在 2020年11月8日,11:30,Tony Liu
<tonyliu0592(a)hotmail.com> 写道:
Is it FileStore or BlueStore? With this SSD-HDD solution, is journal
or WAL/DB on SSD or HDD? My understanding is that, there is no
benefit to put journal or WAL/DB on SSD with such solution. It will
also eliminate the single point of failure when having all WAL/DB
on one SSD. Just want to confirm.
We are building a new cluster, so BlueStore. I think put WAL/DB on SSD is more about
performance. How this is related to eliminating single point of failure? I’m going to
deploy WAL/DB on SSD for my HDD OSDs. And of course, just use single device for SSD OSDs
Another thought is to have separate pools, like
all-SSD pool and
all-HDD pool. Each pool will be used for different purpose. For example,
image, backup, object can be in all-HDD pool and VM volume can be in
all-SSD pool.
Thanks!
Tony
> -----Original Message-----
> From: 胡 玮文 <huww98(a)outlook.com>
> Sent: Monday, October 26, 2020 9:20 AM
> To: Frank Schilder <frans(a)dtu.dk>
> Cc: Anthony D'Atri <anthony.datri(a)gmail.com>om>; ceph-users(a)ceph.io
> Subject: [ceph-users] Re: The feasibility of mixed SSD and HDD
> replicated pool
>
>
>>> 在 2020年10月26日,15:43,Frank Schilder <frans(a)dtu.dk> 写道:
>>
>>
>>> I’ve never seen anything that implies that lead OSDs within an acting
> set are a function of CRUSH rule ordering.
>>
>> This is actually a good question. I believed that I had seen/heard
> that somewhere, but I might be wrong.
>>
>> Looking at the definition of a PG, is states that a PG is an ordered
> set of OSD (IDs) and the first up OSD will be the primary. In other
> words, it seems that the lowest OSD ID is decisive. If the SSDs were
> deployed before the HDDs, they have the smallest IDs and, hence, will be
> preferred as primary OSDs.
>
> I don’t think this is correct. From my experiments, using previously
> mentioned CRUSH rule, no matter what the IDs of the SSD OSDs are, the
> primary OSDs are always SSD.
>
> I also have a look at the code, if I understand it correctly:
>
> * If the default primary affinity is not changed, then the logic about
> primary affinity is skipped, and the primary would be the first one
> returned by CRUSH algorithm [1].
>
> * The order of OSDs returned by CRUSH still matters if you changed the
> primary affinity. The affinity represents the probability of a test to
> be success. The first OSD will be tested first, and will have higher
> probability to become primary. [2]
> * If any OSD has primary affinity = 1.0, the test will always success,
> and any OSD after it will never be primary.

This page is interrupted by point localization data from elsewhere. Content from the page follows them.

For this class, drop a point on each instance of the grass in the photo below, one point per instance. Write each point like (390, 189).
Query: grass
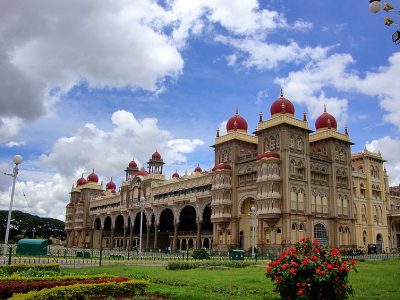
(374, 280)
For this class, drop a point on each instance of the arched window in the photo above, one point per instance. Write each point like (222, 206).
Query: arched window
(293, 198)
(320, 234)
(300, 199)
(324, 204)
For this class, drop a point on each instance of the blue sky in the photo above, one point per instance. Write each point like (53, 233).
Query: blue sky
(87, 85)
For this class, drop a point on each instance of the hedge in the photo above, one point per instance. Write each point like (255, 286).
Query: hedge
(179, 265)
(22, 267)
(54, 278)
(85, 291)
(8, 288)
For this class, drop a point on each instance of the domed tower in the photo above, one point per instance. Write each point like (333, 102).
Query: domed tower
(282, 164)
(156, 163)
(131, 170)
(331, 165)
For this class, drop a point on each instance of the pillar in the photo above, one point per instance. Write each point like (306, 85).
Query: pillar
(112, 238)
(148, 236)
(155, 235)
(175, 236)
(124, 241)
(198, 235)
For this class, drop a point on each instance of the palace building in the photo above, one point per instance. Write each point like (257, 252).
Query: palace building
(285, 181)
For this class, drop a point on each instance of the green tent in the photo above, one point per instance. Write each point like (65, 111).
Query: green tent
(32, 247)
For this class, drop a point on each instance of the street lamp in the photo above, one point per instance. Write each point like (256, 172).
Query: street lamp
(141, 204)
(375, 6)
(253, 215)
(17, 159)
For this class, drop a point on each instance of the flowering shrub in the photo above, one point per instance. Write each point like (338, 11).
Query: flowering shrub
(310, 271)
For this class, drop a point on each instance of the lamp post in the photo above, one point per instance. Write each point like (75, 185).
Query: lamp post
(253, 216)
(17, 159)
(141, 204)
(375, 6)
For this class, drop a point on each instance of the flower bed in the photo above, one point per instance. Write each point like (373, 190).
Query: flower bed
(8, 288)
(310, 271)
(86, 291)
(9, 269)
(180, 265)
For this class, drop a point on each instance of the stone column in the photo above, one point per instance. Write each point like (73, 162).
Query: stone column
(148, 236)
(112, 238)
(155, 235)
(131, 237)
(198, 234)
(124, 241)
(175, 236)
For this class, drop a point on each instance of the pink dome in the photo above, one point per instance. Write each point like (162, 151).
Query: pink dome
(198, 169)
(325, 120)
(156, 155)
(222, 166)
(268, 154)
(111, 185)
(81, 181)
(282, 106)
(236, 122)
(132, 165)
(142, 172)
(93, 177)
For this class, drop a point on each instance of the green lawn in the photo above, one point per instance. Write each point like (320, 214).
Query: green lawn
(374, 280)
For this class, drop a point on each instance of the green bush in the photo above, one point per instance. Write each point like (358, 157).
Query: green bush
(200, 254)
(182, 265)
(10, 269)
(86, 291)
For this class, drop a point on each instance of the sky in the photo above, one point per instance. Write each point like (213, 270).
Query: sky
(94, 84)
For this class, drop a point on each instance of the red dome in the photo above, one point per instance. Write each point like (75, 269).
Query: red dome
(111, 185)
(236, 122)
(81, 181)
(282, 106)
(222, 166)
(142, 172)
(93, 177)
(198, 169)
(268, 154)
(132, 165)
(156, 155)
(325, 121)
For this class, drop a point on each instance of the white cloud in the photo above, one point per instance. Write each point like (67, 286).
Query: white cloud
(309, 86)
(389, 148)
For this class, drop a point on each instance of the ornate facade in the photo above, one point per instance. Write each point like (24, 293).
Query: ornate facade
(301, 183)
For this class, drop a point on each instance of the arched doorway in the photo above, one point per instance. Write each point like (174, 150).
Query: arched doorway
(118, 232)
(96, 238)
(320, 234)
(379, 243)
(165, 229)
(245, 224)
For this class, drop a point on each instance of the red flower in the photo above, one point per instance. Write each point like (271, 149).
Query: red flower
(334, 251)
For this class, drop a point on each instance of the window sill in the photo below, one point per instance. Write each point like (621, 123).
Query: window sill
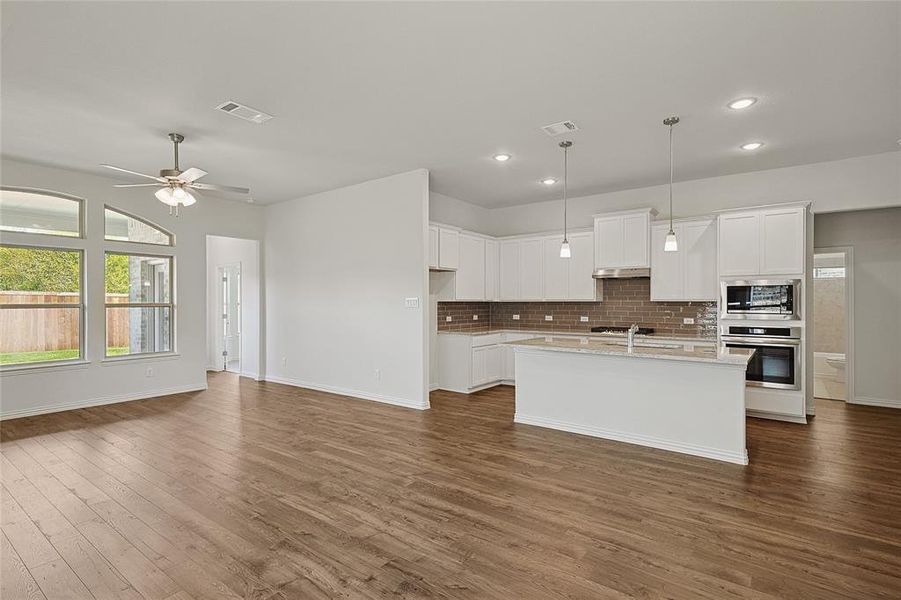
(112, 360)
(47, 367)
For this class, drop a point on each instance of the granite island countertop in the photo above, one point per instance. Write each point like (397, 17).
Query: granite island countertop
(644, 348)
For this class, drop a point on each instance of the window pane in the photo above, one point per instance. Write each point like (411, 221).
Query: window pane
(131, 278)
(123, 228)
(39, 276)
(29, 335)
(34, 212)
(137, 330)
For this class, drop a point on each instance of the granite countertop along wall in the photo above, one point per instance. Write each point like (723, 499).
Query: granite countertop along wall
(626, 301)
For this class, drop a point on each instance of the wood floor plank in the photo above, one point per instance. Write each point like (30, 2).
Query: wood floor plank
(266, 491)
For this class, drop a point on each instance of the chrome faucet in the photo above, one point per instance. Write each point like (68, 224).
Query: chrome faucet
(631, 336)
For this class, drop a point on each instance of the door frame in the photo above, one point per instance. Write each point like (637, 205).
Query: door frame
(848, 252)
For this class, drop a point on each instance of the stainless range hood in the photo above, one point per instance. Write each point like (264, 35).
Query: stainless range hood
(621, 273)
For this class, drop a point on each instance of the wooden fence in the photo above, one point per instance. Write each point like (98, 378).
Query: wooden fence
(42, 329)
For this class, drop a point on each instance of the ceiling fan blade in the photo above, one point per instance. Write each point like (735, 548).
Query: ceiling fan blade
(192, 174)
(219, 188)
(160, 179)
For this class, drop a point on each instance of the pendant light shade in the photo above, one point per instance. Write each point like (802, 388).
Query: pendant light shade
(565, 251)
(670, 244)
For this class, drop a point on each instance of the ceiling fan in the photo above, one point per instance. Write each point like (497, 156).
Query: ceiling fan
(176, 186)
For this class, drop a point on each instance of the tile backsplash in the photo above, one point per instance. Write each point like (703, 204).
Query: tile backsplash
(625, 301)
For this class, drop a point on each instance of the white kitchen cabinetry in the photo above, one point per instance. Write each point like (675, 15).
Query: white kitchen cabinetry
(470, 276)
(689, 274)
(766, 241)
(621, 239)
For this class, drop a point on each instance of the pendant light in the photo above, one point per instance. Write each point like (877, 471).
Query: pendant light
(565, 251)
(671, 245)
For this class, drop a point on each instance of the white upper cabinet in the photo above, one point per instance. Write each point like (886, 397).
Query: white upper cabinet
(530, 271)
(782, 241)
(689, 274)
(433, 246)
(621, 240)
(470, 276)
(492, 273)
(448, 248)
(767, 241)
(509, 269)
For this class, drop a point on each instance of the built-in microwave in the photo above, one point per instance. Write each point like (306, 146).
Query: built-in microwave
(768, 299)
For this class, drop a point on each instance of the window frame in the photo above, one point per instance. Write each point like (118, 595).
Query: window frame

> * Suppose CRUSH returned 3 OSDs, each one has primary affinity set to
> 0.5. Then the 2nd OSD has probability of 0.25 to be primary, 3rd one has
> probability of 0.125. Otherwise, 1st will be primary.
> * If no test success (Suppose all OSDs have affinity of 0), 1st OSD
> will be primary as fallback.
>
> [1]:
>
https://nam11.safelinks.protection.outlook.com/?url=https%3A%2F%2Fgithub.co…
> 53/src/osd/OSDMap.cc#L2456
> [2]:
>
https://nam11.safelinks.protection.outlook.com/?url=https%3A%2F%2Fgithub.co…
> 53/src/osd/OSDMap.cc#L2561
>
> So, set the primary affinity of all SSD OSDs to 1.0 should be sufficient
> for it to be the primary in my case.
>
> Do you think I should contribute these to documentation?
>
>> This, however, is not a sustainable situation. Any addition of OSDs
> will mess this up and the distribution scheme will fail in the future. A
> way out seem to be:
>>
>> - subdivide your HDD storage using device classes:
>> * define a device class for HDDs with primary affinity=0, for example,
>> pick 5 HDDs and change their device class to hdd_np (for no primary)
>> * set the primary affinity of these HDD OSDs to 0
>> * modify your crush rule to use "step take default class hdd_np"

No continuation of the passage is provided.